If you need further guidance on the types of things that you can share and communicate in personal and professional relationships, review the following:

1. Likes and Dislikes: It is safe to share your preferences or interests to create instant connections that promote feelings of closeness and

encourages others to share as well.

2. General Information: Sharing basic information that is low risk provides you with the opportunity to feel safe in allowing others to feel as if they are getting to know you without them judging you.

3. Personal history: The range of personal information you share can range from low-risk to high-risk based on your level of comfort with the individual. At the low-risk range, you can share humorous or entertaining stories from your past that involves lessons learned. The high-risk range would contain those stories that were painful or challenges you faced in your life. Sharing this information builds trust as it is revealing those experiences that helped to form your identity.

4. Opinions: This level of disclosure is more in depth providing the opportunity for others to learn how you think about the world and how you evaluate life. Your opinions offer a depth of insight into your personality

and nature. They also provide others with insight on your perspective on various topics of interest. Your opinions can be the basis for developing

safety and depth to your relationships. You can accomplish the development of deep relationships with the discussion of lightweight or heavy subjects.

5. Values: Disclosing your values is more personal and significant than

sharing your opinions because it reflects matters of importance to you that forms the basis of how you live your life. Sharing your values is a significant step towards developing a deeper personal or professional relationship because it discloses the basis by which you will make choices or decisions.

6. Personal Desires: This level of disclosure involves the discussion of your past, present, and potential aspirations for the future. These desires may be simplistic in nature because it includes materialistic items that meet your i immediate needs or wants. It can also involve a discussion of those yearnings that you may possess such as relationships with those who are emotionally or physically unavailable. Sharing personal desires adds

another level of depth to the relationship and encourages sharing of personal desires by others.

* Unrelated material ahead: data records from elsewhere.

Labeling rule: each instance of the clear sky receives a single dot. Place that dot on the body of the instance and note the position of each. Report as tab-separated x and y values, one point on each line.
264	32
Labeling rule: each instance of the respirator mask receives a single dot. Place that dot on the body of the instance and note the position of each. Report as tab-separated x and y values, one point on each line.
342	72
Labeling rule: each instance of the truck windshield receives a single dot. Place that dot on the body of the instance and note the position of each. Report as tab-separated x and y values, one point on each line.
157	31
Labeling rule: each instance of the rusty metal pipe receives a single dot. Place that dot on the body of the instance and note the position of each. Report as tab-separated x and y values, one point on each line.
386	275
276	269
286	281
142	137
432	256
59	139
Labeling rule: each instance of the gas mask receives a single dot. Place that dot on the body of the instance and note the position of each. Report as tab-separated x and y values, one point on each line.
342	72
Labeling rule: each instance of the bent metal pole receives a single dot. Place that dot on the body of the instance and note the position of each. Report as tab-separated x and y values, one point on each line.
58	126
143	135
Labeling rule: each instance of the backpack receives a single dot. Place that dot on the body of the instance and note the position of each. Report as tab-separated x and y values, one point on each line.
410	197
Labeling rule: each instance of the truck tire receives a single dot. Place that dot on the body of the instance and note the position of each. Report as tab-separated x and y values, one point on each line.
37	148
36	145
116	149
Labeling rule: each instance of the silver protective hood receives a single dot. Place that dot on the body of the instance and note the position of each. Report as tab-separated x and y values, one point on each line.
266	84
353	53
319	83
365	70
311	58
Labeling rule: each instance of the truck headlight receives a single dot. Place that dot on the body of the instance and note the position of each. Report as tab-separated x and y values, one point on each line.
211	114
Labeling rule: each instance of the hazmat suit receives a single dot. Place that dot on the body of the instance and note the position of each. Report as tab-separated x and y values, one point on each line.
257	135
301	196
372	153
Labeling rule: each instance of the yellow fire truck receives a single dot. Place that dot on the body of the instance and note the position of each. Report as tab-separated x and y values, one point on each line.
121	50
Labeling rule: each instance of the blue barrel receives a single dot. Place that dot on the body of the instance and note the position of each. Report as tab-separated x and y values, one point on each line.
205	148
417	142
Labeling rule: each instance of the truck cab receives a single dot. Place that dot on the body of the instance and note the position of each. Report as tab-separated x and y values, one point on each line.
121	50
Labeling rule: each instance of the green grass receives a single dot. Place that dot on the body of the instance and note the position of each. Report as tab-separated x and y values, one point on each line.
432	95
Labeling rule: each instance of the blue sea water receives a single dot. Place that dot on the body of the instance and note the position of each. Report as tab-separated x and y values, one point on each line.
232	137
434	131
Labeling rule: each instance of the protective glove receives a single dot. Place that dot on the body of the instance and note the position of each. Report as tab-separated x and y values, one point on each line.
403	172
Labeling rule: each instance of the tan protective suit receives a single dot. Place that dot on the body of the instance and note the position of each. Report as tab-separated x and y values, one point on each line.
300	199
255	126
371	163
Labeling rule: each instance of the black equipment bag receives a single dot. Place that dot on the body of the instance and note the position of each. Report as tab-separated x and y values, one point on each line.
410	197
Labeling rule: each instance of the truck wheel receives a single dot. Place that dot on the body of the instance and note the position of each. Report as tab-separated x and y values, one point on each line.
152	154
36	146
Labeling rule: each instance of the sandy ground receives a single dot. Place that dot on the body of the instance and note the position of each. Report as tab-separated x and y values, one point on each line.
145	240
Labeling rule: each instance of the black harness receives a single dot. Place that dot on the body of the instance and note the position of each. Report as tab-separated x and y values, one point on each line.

Reciprocated sharing of personal desires causes each party to feel let into the other's emotional space building a deeper connection with the relationship.

7. Past Emotions: Disclosing those feelings you have had in the past invites others to understand what was woven together to create the fabric of your life. These past emotions are based on feelings you have experienced with reference to yourself or in past or present relationships. Most people have no problem sharing feel-good emotions due to the low-risk of vulnerability; however, negative emotions can also be relieving and beneficial when sharing with someone who can relate to the emotions or experience. This deeper level of disclosure should be done with caution, first briefly

mentioning the emotional experience and if the person seems willing to listen, proceeding with caution.

8. Current Emotional Experiences: This level of disclosure falls at the very end of the spectrum of information to share because it poses a risk to developing strong personal and professional relationships. Disclosure of those feelings or desires at the current moment is risky because emotions can change just like relationships can change. Sharing this information is a gamble because the reception of information about your current emotional state may vary. This may cause you to feel vulnerable because sharing this information in the past may have caused you to be rejected, shamed, criticized, or ridiculed for being yourself.

Overall, each type of disclosure allows for you to choose the level of information you will share with others. Choosing a standard of disclosure helps you in setting emotional boundaries that will protect you from allowing the wrong people into your emotional space.